- Film poster
- Written by: John Stockwell
- Directed by: Lawrence O'Neil
- Starring: David Schwimmer Chris Cooper
- Music by: Dennis McCarthy
- Country of origin: United States
- Original language: English

Production
- Producers: Gary Lucchesi Guy Riedel
- Cinematography: Robert M. Stevens
- Editor: Michael Jablow
- Running time: 96 minutes

Original release
- Network: HBO
- Release: December 13, 1997

= Breast Men =

1997 television film directed by Lawrence O'Neil

Breast Men is a 1997 American semibiographical dark comedy-drama television film written by John Stockwell and directed by Lawrence O'Neil for HBO.

== Plot ==
Dr. Kevin Saunders and Dr. William Larson pioneer the usage of silicone breast implants. Saunders comes up with the idea of the breast implant. Larson tries to dissuade him, but eventually comes around. Saunders and Larson gain immense financial success as cosmetic breast augmentation surgeries rise in acceptance and frequency in American culture, but follow different life paths thereafter: Dr. Saunders becoming a narcissist interested in developing and implanting the exaggeratedly larger-sized types of implants popular with a mostly exotic dancer and female porn-star clientele, often having sex and doing drugs with them. Doctor Larson, Saunders's former mentor and business partner, is portrayed as continuing to pursue a more serious, clinical approach (e.g., reconstructive breast surgeries for female breast cancer survivors, etc.). Complications arise with the implants and the doctors are sued, leading to their fall from grace. Larson dies in his home of a heart attack and Saunders dies when his car crashes into a truck as his attention wanders when he looks at a woman's breasts.

== Cast ==
- David Schwimmer as Dr. Kevin Saunders
- Chris Cooper as Dr. William Larson
- Emily Procter as Laura Pierson
- Matt Frewer as Gerald Krzemien
- Terry O'Quinn as Hersch Lawyer
- Kathleen Wilhoite as Timmie Jean Lindsey
- John Stockwell as Robert Renaud
- Lisa Marie as Vanessa
- Louise Fletcher as Mrs. Saunders
- Michael Cavanaugh as Harry
- Michael Chieffo as Dave
- Leigh-Allyn Baker as Implant Removal Patient
- Fred Willard as Talk Show Host
- Lyle Lovett as Research Scientist
- Rena Riffel as Swimming Pool Girl
- Tim Payovich as David Schwimmer's Buttocks

== Historical accuracy ==
The film very loosely tracks the history of the real-life breast implant phenomenon, from its radical introduction through its widespread popularity. The movie continues to the Food and Drug Administration's determination that silicone implants cause various illnesses and cancers, spawning federal regulations that forced the industry to switch to saline implants. The story is interspersed with interview snippets of women from the 1970s who underwent breast augmentations with varying degrees of success, including their likes and dislikes about them. The interviews are marked by the fact that they show only the interviewees' nude breasts and torso.

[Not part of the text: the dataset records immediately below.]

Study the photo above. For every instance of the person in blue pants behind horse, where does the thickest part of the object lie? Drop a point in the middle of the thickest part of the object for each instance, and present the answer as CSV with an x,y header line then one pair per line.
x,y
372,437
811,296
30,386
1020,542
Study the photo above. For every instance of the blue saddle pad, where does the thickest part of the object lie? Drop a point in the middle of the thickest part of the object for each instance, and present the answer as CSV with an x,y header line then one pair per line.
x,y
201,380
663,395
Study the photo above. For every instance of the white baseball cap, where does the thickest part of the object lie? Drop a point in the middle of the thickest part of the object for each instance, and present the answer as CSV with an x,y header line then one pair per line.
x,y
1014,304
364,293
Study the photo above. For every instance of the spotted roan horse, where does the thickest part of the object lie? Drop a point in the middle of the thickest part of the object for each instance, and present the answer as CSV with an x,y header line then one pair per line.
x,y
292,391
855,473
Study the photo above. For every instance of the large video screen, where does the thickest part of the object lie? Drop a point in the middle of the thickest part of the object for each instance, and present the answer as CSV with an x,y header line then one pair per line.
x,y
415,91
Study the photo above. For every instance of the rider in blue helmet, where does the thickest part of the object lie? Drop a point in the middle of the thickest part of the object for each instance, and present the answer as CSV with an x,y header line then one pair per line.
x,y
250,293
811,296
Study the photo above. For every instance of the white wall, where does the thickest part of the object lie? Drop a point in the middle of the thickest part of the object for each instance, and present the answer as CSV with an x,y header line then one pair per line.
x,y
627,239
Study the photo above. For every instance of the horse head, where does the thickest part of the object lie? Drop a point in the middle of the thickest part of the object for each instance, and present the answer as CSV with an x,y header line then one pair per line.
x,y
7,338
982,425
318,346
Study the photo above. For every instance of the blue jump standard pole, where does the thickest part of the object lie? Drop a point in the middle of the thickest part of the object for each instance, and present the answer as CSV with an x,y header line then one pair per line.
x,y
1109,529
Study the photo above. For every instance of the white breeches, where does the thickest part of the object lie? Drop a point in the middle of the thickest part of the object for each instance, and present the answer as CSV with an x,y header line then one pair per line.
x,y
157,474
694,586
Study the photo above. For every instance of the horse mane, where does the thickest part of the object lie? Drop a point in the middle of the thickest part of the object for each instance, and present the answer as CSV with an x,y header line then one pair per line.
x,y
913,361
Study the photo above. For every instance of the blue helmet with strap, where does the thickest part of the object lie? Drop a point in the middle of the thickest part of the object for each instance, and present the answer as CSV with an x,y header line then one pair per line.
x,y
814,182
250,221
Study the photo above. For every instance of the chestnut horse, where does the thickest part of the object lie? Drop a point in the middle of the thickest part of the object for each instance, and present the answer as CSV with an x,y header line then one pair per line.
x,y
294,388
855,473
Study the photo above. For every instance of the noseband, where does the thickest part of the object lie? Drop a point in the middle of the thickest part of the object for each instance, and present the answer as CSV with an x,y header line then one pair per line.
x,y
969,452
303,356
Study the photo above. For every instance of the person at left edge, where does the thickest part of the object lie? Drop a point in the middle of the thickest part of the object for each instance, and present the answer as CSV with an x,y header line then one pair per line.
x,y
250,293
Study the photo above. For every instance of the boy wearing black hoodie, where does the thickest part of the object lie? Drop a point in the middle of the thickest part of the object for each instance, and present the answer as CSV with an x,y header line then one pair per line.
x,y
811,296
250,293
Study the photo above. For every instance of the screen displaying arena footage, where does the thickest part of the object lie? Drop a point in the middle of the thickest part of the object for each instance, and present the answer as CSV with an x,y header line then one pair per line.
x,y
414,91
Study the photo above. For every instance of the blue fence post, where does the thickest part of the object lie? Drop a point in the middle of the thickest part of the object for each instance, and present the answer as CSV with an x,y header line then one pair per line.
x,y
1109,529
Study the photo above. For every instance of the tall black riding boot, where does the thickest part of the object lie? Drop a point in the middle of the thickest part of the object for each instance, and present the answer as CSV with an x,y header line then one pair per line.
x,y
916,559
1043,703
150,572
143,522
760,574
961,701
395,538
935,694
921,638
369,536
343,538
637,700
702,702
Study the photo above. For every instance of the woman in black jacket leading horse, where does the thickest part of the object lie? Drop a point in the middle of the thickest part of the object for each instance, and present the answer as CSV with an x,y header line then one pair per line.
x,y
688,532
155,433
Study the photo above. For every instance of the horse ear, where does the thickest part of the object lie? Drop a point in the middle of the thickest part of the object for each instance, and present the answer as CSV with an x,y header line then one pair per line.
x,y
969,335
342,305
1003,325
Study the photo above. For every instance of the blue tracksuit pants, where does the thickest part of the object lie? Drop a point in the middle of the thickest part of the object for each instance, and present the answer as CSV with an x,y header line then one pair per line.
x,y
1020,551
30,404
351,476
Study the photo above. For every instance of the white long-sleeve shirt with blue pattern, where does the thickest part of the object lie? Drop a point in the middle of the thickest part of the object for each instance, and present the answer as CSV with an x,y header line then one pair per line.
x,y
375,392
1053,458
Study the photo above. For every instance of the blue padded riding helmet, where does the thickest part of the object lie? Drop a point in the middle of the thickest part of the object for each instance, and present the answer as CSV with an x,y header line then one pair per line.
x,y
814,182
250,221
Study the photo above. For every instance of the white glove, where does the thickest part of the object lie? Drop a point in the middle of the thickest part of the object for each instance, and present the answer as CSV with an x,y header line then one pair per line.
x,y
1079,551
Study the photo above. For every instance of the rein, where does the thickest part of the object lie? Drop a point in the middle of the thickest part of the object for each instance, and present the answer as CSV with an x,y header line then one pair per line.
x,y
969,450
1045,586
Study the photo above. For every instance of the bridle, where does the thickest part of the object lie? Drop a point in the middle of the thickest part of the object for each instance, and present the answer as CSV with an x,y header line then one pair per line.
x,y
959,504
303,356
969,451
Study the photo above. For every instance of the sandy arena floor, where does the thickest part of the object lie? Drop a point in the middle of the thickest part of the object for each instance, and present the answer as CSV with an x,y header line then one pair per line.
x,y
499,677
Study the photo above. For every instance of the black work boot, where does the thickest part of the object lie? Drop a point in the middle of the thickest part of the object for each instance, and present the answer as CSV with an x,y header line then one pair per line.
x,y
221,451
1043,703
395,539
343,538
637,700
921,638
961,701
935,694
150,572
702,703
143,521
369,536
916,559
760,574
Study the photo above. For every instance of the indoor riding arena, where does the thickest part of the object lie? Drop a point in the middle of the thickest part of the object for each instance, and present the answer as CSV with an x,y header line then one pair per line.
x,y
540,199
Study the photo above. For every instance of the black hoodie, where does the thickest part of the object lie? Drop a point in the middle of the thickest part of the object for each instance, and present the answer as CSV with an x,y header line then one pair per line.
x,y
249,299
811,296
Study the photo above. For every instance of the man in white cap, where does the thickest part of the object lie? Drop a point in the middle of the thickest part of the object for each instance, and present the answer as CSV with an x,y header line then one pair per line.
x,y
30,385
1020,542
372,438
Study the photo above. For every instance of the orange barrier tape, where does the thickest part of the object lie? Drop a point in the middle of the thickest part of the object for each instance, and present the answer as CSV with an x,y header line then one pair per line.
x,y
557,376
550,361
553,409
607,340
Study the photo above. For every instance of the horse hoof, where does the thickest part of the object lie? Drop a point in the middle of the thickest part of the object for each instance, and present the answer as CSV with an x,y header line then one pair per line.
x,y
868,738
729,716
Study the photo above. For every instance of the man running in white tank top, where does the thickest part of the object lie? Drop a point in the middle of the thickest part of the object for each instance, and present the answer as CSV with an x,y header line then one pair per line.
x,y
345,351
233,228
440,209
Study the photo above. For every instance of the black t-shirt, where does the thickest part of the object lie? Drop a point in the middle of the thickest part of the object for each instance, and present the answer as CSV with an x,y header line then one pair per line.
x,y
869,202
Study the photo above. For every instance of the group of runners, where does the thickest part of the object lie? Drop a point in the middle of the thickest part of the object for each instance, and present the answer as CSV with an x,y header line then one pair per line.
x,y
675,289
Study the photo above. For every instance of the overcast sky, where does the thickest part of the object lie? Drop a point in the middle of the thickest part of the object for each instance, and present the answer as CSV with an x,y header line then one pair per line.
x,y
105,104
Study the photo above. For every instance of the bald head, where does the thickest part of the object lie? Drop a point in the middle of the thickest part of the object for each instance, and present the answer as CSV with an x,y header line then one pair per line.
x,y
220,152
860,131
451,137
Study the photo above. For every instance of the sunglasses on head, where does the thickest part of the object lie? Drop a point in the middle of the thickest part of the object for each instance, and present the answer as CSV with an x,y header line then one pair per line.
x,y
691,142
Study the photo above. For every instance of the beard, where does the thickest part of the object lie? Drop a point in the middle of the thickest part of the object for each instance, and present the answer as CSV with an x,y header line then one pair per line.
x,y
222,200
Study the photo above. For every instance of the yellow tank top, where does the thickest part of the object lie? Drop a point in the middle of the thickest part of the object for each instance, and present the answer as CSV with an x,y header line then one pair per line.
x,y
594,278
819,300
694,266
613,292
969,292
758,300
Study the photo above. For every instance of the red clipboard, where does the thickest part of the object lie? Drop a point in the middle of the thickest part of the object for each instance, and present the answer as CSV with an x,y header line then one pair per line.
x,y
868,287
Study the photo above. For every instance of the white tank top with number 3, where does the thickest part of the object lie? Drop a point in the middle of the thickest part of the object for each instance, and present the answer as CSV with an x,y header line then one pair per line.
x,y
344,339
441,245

In reality, silicone implants were developed by Texas-based plastic surgeons Drs. Frank Gerow and Thomas Cronin.

== Production ==
Much of the filming was done in Galveston, Texas, and includes numerous interior and exterior shots of historic Star Drug, a drug store and soda fountain with a distinctive vintage ceramic Coca-Cola sign displayed over its front door. Star Drug burned in 1998 but has since been rebuilt. Limited footage is shown, as well, of the University of Texas Medical Branch campus.

== Reception ==
The film was released to mixed reviews.